Aqui começa uma graciosa prova de paciência de minha mãe para comigo. Alta madrugada minha mãe chamava-me:
_ Grilo! Ô Grilo!
_ Que é mãe?
_ Acorde meo fio. O galo já cantou tréis vêi!
Eu ficava dormindo. Ela vinha me levantava da esteira com toda ternura. Lavava-me o rosto e dava-me um gole de "pinga", pois, segundo ela, servia para dar-me coragem e espantar o frio. Realmente, eu tomava o gole de "pinga" e o sangue invadia-me o rosto e as orelhas.
Minha mãe ia-me empurrando devagarinho até até a porta da rua , ás vezes debaixo da chuva. Mas com chuva ou sem chuva era uma tarefa que eu não podia deixar de cumprir. Por incrível que pareça, a chuva era melhor que o orvalho; esse dava-me caimbras nos pés e nas mãos, que me doíam desesperadamente; por outro lado, aquela me tirava a caimbra. Mas com uma ou com outro, eu sempre ficava molhado. Quando chovia era pior, porque os bois subiam para o alto dos morros. Todavia, à medida que eles iam-se habituando comigo, bastava chamar um deles pelo nome e todos os demais vinham-se juntar-se a este. Aproximavam-se em grupo e isto me facilitava o trabalho.

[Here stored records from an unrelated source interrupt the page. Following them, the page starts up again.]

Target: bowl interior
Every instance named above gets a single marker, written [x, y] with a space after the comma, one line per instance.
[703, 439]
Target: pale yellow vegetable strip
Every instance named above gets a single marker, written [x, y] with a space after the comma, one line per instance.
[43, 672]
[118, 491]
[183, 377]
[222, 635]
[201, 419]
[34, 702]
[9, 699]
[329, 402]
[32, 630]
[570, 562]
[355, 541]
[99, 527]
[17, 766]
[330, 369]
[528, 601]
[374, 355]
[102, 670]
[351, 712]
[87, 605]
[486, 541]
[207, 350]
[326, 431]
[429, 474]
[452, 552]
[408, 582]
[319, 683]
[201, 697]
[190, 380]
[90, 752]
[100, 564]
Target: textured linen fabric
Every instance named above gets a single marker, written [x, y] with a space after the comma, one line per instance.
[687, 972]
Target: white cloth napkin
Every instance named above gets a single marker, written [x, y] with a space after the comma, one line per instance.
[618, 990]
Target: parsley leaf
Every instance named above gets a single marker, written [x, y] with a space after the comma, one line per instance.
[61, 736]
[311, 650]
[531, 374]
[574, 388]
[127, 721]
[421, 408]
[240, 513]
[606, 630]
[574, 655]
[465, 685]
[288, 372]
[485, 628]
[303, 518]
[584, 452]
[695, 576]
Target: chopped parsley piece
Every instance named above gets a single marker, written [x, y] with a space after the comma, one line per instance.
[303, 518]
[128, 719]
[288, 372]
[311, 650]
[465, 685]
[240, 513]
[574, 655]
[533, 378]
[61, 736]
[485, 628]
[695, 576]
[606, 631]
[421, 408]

No galpão descobri uma dependência cheia de milho que era do senhor de engenho. Fiz o seguinte raciocínio:
_ O milho é do coronel. Os bois também são dele. Não faz mal que eu tire um pouco do milho para dar aos bois para comerem.
Daí por diante todas as madrugadas os bois tinham uma suculenta ração de milho para comer e comiam gostosamente. Foi ótimo. Deste dia para a frente, em vez de ir procurá-los no campo, eram os bois que iam esperar-me no galpão em busca de sua ração. Ficamos amigos. Eles comendo e eu junto deles aquecendo-me do frio e aspirando o seu hálito adocicado, que se desprendia de suas grandes narinas. Além disso, durante o dia, nas idas e vindas entre os canaviais e o engenho, iam arrancando milho e feijão verde que encontrava na beirada dos caminhos para eles comerem durante o enchimento do carro. Creio que bois de carro nunca comeram tão bem como os bois Cara Preta, Ponta Grossa, Malhado e Lamacento. Eram possantes e combinavam-se no esforço comum, principalmente nas subidas e atoleiros. Eram cuidadosos, pacientes e mansos.

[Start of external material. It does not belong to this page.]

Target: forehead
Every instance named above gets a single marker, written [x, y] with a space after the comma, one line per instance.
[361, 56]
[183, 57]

Em minha tarefa, o maior trabalho cabia mesmo à minha mãe, ou seja, o de acordar-me naquele sono profundo.
Eu chegava quase sempre à noite e muito cansado. Arriava-me na esteira já dormindo. Minha mãe me punha no colo e lavava-me os pés, o rosto e ás vezes até me dava um banho completo. Contudo, eu não acordava. Mas o "duro" mesmo para ela era levantar-me de madrugada. Muitas vezes eu tinha a impressão de ter deitado naquela hora. E minha mãe a chamar-me:
_ Grilo! Ô Grilo! Acorde meo fio! O galo já cantô quatro vêiz!

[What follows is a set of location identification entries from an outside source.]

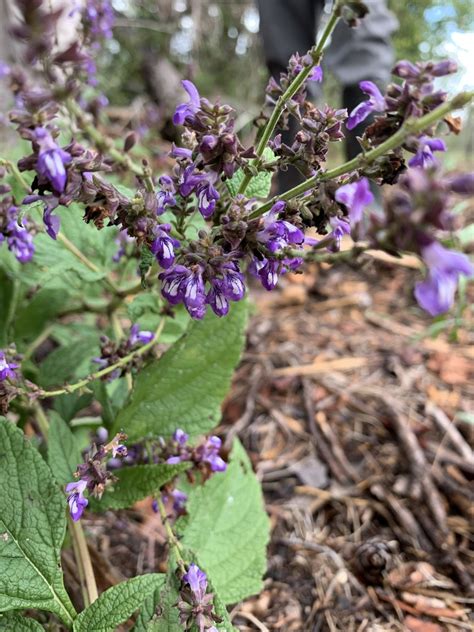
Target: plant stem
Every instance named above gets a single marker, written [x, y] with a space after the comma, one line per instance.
[15, 172]
[316, 54]
[81, 551]
[87, 262]
[328, 257]
[84, 562]
[70, 388]
[173, 541]
[105, 144]
[410, 126]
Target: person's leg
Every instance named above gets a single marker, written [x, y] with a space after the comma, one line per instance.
[362, 53]
[287, 27]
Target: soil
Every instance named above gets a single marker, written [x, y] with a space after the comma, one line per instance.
[359, 425]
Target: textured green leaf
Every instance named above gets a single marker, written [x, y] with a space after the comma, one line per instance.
[185, 387]
[32, 527]
[70, 362]
[14, 622]
[137, 482]
[228, 530]
[63, 452]
[165, 614]
[117, 604]
[259, 186]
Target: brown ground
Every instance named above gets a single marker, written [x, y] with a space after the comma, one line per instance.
[346, 407]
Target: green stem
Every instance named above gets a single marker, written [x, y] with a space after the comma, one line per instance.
[316, 256]
[173, 541]
[81, 551]
[316, 54]
[84, 562]
[70, 388]
[105, 144]
[410, 126]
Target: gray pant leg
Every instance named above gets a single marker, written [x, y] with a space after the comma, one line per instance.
[287, 27]
[364, 52]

_ Sim, mãe. Respondia e continuava dormindo.
Lá vinha ela levantar-me. Sacudia-me delicadamente para um e outro lado até que eu abrisse os olhos. Lavava meu rosto, trazia-me o já costumeiro gole de pinga e lentamente ia-me empurrando até a porta de saída. Com muita brandura, docemente, empurra-me para fora, dizendo:
_ Vai, meo fiinho. tu és um hominho. Vai com a graça de Deus.
Isto se repetia diariamente. Era o meu despertador infalível. E o galo era o despertador dela.
Comentário: Um quadro do trabalho infantil que se transfunde em expressão poética. É fundamental sublinhar que o trabalho aparece como valor e não como exploração e nele brilha a solidariedade humana. Incita a uma democratização que reduz o espaço histórico das manobras políticas dos de cima e a torna uma realização da maioria, ou seja, da massa do povo, numa luta sofrida e permanente.